Travels through the Alphabet with Mai

Part 15, Omashu

The city rose up, layer after layer, like some grotesque wedding cake. Carved out of a mountain, sitting amongst other mountains, it was isolated and alone, and Mai assumed, boring. She closed her eyes for a moment and then opened them again, hoping that her first glimpse might have been some error or illusion. But no, Omashu was the same on second look and on the third. She sighed and her mother shot her an exasperated glare. Mai had been sighing and mostly silent all the way from the Fire Nation. Tom-Tom made enough noise for the both of them anyway.

Her little brother, just over a year, happy in that way only babies and toddlers can be, gurgled and cooed and drooled and clapped his hands and laughed. Doting on him, Mai's mother delighted in everything he did. When he soiled his diaper she was proud, as if the boy had accomplished something miraculous. Mai just wrinkled her nose in distaste and averted her eyes.
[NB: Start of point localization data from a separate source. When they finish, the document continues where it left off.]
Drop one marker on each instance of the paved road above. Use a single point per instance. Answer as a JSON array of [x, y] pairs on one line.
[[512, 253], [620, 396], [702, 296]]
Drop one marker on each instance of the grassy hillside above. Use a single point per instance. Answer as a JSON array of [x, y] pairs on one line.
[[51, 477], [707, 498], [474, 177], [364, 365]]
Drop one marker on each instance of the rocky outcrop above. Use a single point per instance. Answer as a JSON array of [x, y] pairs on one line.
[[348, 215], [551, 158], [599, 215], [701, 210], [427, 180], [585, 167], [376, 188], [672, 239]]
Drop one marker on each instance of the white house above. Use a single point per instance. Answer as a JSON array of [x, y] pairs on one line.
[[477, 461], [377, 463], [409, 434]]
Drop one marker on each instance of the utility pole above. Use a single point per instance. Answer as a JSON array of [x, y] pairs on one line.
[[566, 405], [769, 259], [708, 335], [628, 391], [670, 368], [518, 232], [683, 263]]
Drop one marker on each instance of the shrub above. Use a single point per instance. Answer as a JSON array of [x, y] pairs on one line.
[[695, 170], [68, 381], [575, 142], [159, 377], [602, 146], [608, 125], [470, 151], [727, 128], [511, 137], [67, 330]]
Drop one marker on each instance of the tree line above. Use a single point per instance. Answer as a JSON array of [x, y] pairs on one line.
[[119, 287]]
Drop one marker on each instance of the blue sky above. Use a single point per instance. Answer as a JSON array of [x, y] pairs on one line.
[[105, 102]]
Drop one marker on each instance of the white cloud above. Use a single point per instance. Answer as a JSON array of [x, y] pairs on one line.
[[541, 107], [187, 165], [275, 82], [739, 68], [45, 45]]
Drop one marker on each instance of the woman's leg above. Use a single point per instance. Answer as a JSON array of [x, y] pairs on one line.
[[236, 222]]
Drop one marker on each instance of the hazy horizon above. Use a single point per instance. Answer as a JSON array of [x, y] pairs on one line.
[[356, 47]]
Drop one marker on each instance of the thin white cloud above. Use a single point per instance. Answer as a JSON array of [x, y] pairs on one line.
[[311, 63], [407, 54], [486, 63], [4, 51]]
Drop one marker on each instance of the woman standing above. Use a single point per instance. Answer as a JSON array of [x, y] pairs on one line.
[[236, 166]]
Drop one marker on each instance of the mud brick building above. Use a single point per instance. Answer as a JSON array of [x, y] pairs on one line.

Tom-Tom will be happy here. He's happy everywhere. And Mom is so wrapped up in him, she can't see anything else.

"It won't be that bad, Mai. Your father is governor. We'll be comfortable and well taken care of." The woman smiled, trying to impart some optimism to her daughter. "Just wait. You'll see."

"Right, because being stuck in a city with a bunch of Earth Kingdom people who hate us will be so much fun. And oh yeah, I don't know anyone and have no friends and nothing to do except toss my knives at things and read. Can we stay forever?"

Mai's mother ignored the sarcastic tirade. "Try to be happy for your father. This promotion is very important to him. Fire Lord Ozai trusts him with this responsibility. He has worked so hard, Mai."

The fifteen year old stared mutely out the window of the carriage. Her father's ambitions did not interest her. They were what pushed her into the background years earlier, so far into the background that she had almost vanished.

As they got closer to Omashu, sounds reached Mai's ears; the rush of delivery carts, merchants hawing their wares, animals squawking and bellowing. She hated it already. Capitol City was serene and calm not raucous.

Quietly she prepared herself for days shut in her room; book in hand, blades poking holes in the tapestries. She supposed it wouldn't be that much different from home; just colder. And there were always the nights, when fantasy and dreams ruled her mind, rather than cool logic. They wouldn't change and for that she was grateful. Of course, she would never tell her mother that.